ISLAM AND CHRISTIANITY
This book is written in the nature of a “key” for those Muslim brothers of ours who have just a smattering of knowledge on how the Islamic religion has developed, and it has been written for those non-Muslims willing to know the fundamentals of Islam. Islam, the most up-to-date and the most immaculate of the world’s existing religions, is based upon very humane and very logical principles. Without going into details, this book touches upon the fundamentals of Islam and makes a comparison of Islam with other religions. It answers criticisms raised against Islam by its adversaries and explains as compendiously as possible the qualifications essential for being a good Muslim.

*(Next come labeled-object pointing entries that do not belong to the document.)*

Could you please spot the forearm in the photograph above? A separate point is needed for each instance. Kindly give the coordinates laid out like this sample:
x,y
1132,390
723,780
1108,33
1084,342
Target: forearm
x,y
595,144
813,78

For those who would like to read valuable books on Islam written by Islamic scholars (rahimahumullâhu ta’âlâ) after learning the facts contained in this book, we advise that they read books published in different languages by the Hakîkat Kitabevi (Bookstore) in Istanbul. The names of these books are appended to our books. Read this book slowly and with reflection! Encourage others to read it, too! An ignorant person cannot be a good Muslim. Indeed, it is impossible for a person not to attach all his heart to Islam after learning its fundamentals. After reading this book, you will also realize what a lofty, sacred, logical, and perfect religion Islam is, and you will attach all your heart and soul to it in order to attain salvation and repose in this world and in the hereafter.
Islam that abrogated celestial religions of Judaism and Christianity along with their validity is explained first. That Qur’an-ı Karîm is word of Allah; miracles of Muhammad ׳alayhissalâm, his virtues, moral practices and habits; how to be a true Muslim; a comparison of Islam and Christianity; that Muslims are scientifically powerful; are explained next.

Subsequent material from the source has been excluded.